Fidesz came to power originally on an anti-socialist platform, vowing to get rid of the remnant bits of the prior communist system, which had settled into the same kind of semi-kleptocratic mode as in most of the former Soviet states and its satellites. That they did, but not to bring an end to corruption, let alone authoritarianism, but rather to partake themselves instead. After coming into power, Fidesz rewrote the constitution, in ways large and small to entrench their own power, and has since continued a campaign of extremely effective, gradual, and often surreptitious legislation to cement its advantages. Gerrymandering is now standard procedure, which when combined with the winner-take-all districts creates the opportunity to win overwhelming majorities in parliament founded on very thin electoral pluralities. Small parties can not win any more, but are also prohibited from combining with other small parties into election list coalitions.

The courts were remade by putting them under the control of a political appointee- the president of the National Judicial Office. This president is appointed by parliament, and in turn appoints, promotes, and runs the operations and budget of the whole judicial system. Needless to say, it is heavily influenced by the now Fidesz-controlled parliament and executive.

The media has been remade by gradual pressure on independent media owners to sell to Fidesz-friendly interests, which now control 90% of the country's media. Government advertising buys were strategically placed with friendly outlets, and government run media was put under direct political control. A Russian inspired "security" law was passed to outlaw ill-defined criticism of the state, public morality, or "imbalance" of coverage, answerable naturally to a parliamentary-appointed body, rather than the courts. Imagine if in the second Trump administration, PBS and NPR were put under political control and given a "FOX" makeover. 

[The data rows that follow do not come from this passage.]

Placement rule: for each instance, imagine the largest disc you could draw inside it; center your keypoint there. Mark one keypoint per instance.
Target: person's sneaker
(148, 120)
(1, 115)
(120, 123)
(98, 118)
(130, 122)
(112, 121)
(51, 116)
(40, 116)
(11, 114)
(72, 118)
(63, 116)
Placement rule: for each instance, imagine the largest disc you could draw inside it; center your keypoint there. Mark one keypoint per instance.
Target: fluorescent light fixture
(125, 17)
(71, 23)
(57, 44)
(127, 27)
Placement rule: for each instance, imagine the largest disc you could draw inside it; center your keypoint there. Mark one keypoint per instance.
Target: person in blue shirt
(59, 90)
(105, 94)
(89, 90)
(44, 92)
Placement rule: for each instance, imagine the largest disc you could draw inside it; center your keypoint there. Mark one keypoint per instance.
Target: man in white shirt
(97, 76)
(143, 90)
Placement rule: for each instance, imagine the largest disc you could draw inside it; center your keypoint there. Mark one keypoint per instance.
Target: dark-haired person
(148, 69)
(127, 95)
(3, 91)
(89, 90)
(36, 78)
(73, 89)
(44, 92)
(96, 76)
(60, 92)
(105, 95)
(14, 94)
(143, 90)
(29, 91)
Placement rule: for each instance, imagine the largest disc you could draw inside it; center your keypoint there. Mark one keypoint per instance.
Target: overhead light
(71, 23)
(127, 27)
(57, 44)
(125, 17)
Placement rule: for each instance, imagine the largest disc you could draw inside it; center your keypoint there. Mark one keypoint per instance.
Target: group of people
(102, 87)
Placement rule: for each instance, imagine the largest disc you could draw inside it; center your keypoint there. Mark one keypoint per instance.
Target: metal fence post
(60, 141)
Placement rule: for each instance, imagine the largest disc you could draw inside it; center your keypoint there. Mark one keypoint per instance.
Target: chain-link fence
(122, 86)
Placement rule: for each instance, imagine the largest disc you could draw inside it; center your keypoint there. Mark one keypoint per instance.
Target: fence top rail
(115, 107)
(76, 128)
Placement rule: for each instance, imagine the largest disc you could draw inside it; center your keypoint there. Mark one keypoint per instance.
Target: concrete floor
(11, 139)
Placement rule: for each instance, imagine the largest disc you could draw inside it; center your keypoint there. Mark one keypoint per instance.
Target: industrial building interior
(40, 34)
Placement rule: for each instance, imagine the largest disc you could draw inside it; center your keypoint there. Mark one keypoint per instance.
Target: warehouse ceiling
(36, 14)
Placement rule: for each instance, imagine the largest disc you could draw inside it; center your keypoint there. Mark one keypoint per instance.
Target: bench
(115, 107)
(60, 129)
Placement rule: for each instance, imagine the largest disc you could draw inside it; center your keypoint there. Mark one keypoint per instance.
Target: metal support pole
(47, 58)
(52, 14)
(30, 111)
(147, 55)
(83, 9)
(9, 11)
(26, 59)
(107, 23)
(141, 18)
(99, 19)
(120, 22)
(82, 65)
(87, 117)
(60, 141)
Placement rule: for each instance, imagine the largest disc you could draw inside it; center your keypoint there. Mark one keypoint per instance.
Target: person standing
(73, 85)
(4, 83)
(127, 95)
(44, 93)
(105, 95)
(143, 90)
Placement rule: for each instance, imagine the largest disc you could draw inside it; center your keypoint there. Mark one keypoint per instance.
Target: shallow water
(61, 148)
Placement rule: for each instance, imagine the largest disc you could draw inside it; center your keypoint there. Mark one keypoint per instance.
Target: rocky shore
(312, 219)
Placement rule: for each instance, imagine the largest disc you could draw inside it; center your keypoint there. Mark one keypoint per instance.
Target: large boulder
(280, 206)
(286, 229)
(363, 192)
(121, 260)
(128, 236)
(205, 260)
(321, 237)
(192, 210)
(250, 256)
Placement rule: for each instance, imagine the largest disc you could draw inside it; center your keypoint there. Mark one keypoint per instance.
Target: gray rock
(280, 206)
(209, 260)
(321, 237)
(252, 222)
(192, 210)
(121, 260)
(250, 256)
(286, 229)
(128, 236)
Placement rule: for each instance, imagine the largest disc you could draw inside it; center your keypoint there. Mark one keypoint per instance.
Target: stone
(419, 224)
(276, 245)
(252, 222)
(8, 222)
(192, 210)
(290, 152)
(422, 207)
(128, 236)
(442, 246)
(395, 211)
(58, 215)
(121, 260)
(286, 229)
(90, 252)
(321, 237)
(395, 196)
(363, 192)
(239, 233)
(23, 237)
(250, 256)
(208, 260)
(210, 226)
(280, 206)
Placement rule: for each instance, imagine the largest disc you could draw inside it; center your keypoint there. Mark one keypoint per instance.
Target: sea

Hungary is now effectively a one-party authoritarian state with managed elections. We are not far off. To see the battle of titanic interests and billionaires now openly showering money on favored candidates, and extending their tentacles down to the school board level, is sickening. The Republican party has partnered with Heritage foundation to offer an openly Orbanist plan for the second Trump administration. The court system has already re-written our constitution in extensive ways over the last four years, without an amendment being passed, or even proposed. The antics of Judge Eileen Cannon show that very little may remain of the rule of law if it is left in the hands of partisan extremists.

And our media is in even more perilous condition, with the relentless lying of FOX, Sinclair, and their ecosystem. The Republican convention just past was a pageant of lies and grift, betokening the criminal enterprise that party has turned into. Headed by their adored, and now divine, leader who is not just a felon and business fraud, but rapist and insurrectionist as well. But no matter. With enough money, and enough shamelessness, anything is possible.